To me, also, the realization of my loss, came later. And as is always so, I remembered numberless times when I had done my dead friend injustice. But he did the greatest wrong to himself. I thought much about him, and I could not find that there was anything inexplicable or incomprehensible in his fate. Although, it was all so sombre and ironic! It was so in my own life and in the life of Gertrude, and of many others. Fate was not good; life was empty and sombre. Nature gave no kindness and understanding. But in us there is kindness and understanding, if it is only for a few hours—in all of us with whom Chance plays. We can be stronger than Nature and Fate. And we can draw near to one another when we are needed, and can look at one another with understanding eyes, and we can love one another and live to comfort one another. And many times when the dark depths are silent, we can do more. Then for an instant we can be gods, stretch out our commanding hands, and create things which before were not, and which when they are created, will live without us. From tones and from words, and from other fragile, futile things, we can build music and wisdom, and songs, full of thought and comfort and of more beautiful and imperishable things than can the harsh play of chance and destiny. We can bear God in our hearts, and at times, when we are filled with understanding, He will shine from our eyes, and in our words, and speak to others who do not know Him and would not recognize Him. We cannot withdraw our hearts from life, but we can so mould and teach them that they are above chance and can look on grief and pain without breaking.
So in the years since the death of Muoth, I have brought him back a thousand times, and then I could talk to him more wisely and lovingly than when he was alive.
As time went by I saw my old mother weaken and die. And I saw the beautiful, joyful Brigitte Teifer die. After years of waiting she had married a musician and had not outlived the birth of her first child.

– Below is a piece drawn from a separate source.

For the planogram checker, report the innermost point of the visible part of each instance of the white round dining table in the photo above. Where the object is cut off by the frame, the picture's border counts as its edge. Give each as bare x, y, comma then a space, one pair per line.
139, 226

Gertrude conquered the grief that overpowered her when our flowers came to her as a greeting and wooing from the dead. I do not talk to her often about it, although I see her every day. But I believe she looks back to her springtime, as into a distant land, as into a valley seen in former journeys, and not as into a lost Garden of Eden. She has regained her strength and happiness. She even sings again. But since that cold kiss on the lips of the dead, she has kissed no man. Once or twice, as the years passed, when she seemed so strong and contented, my thoughts took their old forbidden course and I wondered, “Why not?” But secretly I knew the answer, and that in her life and in my life there was nothing to alter. She is my friend, and when, after restless solitary hours, I come out from my seclusion with a song or a sonata, it belongs first to her.
Muoth was right. As a man grows older, he is more at peace than in his youth. But I will not on that account slander youth, for it sings to me in all my dreams like a master song, and rings clearer and purer than ever it did in truth.